The plans put forth by the politicians may even cause additional problems since they don’t address the real issue regarding homes: home prices.
Never in history has there been such a gap between family income and housing prices. Usually when one gains, so does the other.

Home prices climbed at an unprecedented pace and within a few years, the gap between home prices and incomes was so large that it became an issue for most homebuyers.
This should have been enough for the federal government, but lenders and borrowers found a way to dodge the issue via mortgage fraud.
Applications became falsified, appraisals were inflated and lenders wrote reckless loans to unqualified borrowers. Based on the assumption that bad loans could be refinanced or a home could be sold, everyone took the financial gamble on the housing market.
During the past year, it hasn’t looked that way. Home prices continue to fall, leaving banks and borrowers alike scrambling to discover a way to get out of a financial sinkhole. Foreclosures are now at levels not seen since the Great Depression and are expected to get much worse in the near future.
Foreclosures aren’t the problem though, home prices are. Simply put, people cannot afford today’s home prices and the majority of people who are currently in default have not even seen a rate increase yet, rates are going down! It’s not that their bad loan is working against them, it’s the fact that more home was bought than afforded and they bought during the time when home prices were artificially high.
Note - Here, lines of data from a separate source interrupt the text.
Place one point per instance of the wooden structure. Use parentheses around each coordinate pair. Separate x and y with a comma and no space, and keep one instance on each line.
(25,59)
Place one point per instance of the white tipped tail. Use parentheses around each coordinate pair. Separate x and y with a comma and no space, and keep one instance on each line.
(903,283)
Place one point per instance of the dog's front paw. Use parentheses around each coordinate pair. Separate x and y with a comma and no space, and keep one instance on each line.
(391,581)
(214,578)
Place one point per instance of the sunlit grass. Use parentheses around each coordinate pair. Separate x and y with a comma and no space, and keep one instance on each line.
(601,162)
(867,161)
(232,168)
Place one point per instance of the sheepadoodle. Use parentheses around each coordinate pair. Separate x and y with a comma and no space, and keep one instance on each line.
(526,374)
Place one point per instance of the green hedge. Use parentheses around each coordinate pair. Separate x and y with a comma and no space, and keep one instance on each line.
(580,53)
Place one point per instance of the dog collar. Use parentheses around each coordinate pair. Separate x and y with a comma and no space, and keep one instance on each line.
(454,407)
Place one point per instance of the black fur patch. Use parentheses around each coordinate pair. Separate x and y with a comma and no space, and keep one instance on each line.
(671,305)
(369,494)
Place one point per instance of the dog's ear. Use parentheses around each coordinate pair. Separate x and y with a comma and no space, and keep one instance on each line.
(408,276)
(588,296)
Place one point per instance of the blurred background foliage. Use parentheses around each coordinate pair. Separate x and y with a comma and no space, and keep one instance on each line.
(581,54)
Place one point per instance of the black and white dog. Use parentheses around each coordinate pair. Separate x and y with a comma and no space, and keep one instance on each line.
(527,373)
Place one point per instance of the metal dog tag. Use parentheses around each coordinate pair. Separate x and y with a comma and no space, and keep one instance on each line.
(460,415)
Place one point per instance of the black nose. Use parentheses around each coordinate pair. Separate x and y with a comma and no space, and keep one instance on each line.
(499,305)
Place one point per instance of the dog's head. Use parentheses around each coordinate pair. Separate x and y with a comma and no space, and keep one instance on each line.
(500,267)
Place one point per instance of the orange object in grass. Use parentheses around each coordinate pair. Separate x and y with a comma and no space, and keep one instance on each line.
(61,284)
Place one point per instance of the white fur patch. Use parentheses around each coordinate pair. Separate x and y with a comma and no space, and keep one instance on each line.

Freezing rates and other ploys to treat the symptom of the problem, is not going to current the issue. It appears the government is laboring to keep people in a depreciating asset that was a bad investment from the beginning.
Don’t Buy It
The government would like you to think the bailout is meant for the working family, when really it is for the banks not the public.
Bush’s freeze rate is actual a goal to prevent REAL owners of most subprime loans (foreign investors of mortgage backed securities) from suing U.S. banks.
If the banks had to buy back the ‘worthless’ paper, which would cost 10 times more than the market value of securities, the world would realize how unfavorably leveraged U.S. banks really are. This would be bad for U.S. banks — some would go out of business.
The bottom-line is that we have to face the facts and confront the fall of home prices. Some people will be losing their homes and banks are going to hurt when real numbers finally hit the books.